One reason, Mr. Diaz told reporters today: Mr. Rangel told him that he would retire after winning another term in 2012.

“I will say this. For me … it was understood that it was his last hurrah,” Mr. Diaz said at an endorsement event for Mr. Rangel’s prime Democratic rival, State Senator Adriano Espaillat.

“We thought that the congressman should’ve gone out with some dignity. He said it wasn’t going to be it and so we’ve been having conversations with Adriano and here we are today,” added Mr. Diaz. “I am so proud. I’m at peace, I’m at ease.”

Assemblyman Carl Heastie, the chair of the Bronx Democratic Party, said that Mr. Rangel made no such promises to him, however.

“To be honest and fair, the congressman never said to me–he may have said it to other people–but did not say to me that that was going to be his last term. He and I never had that conversation,” Mr. Heastie said. “But I really don’t want to make this press conference about him.”

A wide swath of Bronx elected officials turned out at Bronx Borough Hall to back Mr. Espaillat for his rematch campaign against Mr. Rangel, who is seeking a 23rd term. No longer the underdog candidate, Mr. Espaillat–who already boasts the backing of the council speaker–is attracting the sort of establishment support he struggled to garner two years ago.

Mr. Espaillat is also hoping the shifting demographics of the Manhattan-based district will allow him to overcome Mr. Rangel and another African-American contender, Pastor Mike Walrond. Two years ago, Mr. Espaillat won the Bronx portion of the district and his campaign believes he can build on those gains there to overcome Mr. Rangel, who failed to open a district office there.

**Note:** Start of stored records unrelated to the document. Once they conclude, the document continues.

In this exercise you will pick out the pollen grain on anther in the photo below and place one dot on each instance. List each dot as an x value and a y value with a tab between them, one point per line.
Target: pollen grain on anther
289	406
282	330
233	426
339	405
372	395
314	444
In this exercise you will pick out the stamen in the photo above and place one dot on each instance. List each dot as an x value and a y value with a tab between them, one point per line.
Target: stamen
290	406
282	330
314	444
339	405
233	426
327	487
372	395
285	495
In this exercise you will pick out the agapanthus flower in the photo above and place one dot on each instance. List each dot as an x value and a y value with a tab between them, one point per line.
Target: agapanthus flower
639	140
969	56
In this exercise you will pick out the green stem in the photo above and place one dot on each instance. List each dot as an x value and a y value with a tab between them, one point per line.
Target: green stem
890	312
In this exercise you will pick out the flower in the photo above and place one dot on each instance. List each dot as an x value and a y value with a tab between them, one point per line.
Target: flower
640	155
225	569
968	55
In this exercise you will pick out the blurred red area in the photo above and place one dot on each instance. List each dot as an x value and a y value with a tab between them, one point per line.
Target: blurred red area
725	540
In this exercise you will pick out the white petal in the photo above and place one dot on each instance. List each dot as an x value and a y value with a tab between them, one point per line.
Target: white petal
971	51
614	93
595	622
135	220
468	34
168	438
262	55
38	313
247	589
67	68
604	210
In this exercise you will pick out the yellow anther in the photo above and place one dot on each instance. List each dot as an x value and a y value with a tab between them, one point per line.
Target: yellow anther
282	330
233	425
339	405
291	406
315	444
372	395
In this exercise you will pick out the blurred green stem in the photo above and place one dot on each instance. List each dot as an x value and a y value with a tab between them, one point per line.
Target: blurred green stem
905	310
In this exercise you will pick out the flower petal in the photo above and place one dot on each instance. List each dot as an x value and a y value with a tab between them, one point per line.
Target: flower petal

“I feel very strongly that there is an invisible bridge from this sector of the Bronx and Manhattan,” Mr. Espaillat said. “This is one neighborhood. And I’m not apprehensive about representing the Bronx. My opponent said that he was apprehensive about representing the Bronx, I’m not apprehensive.”

For its part, Mr. Rangel’s campaign brushed off the Bronx endorsements.

“From Norwood to Inwood to Harlem, there is strong, grassroots support for Congressman Rangel’s reelection from the voters of the 13th Congressional District. We can’t afford to lose the experience and seniority Congressman Rangel brings to the table,” said a Rangel spokesman. “The people know they can count on Charlie Rangel to be a champion in Washington to continue fighting for good jobs, better wages, and real healthcare reform for the families of this district – and that’s why he is earning their support once again.”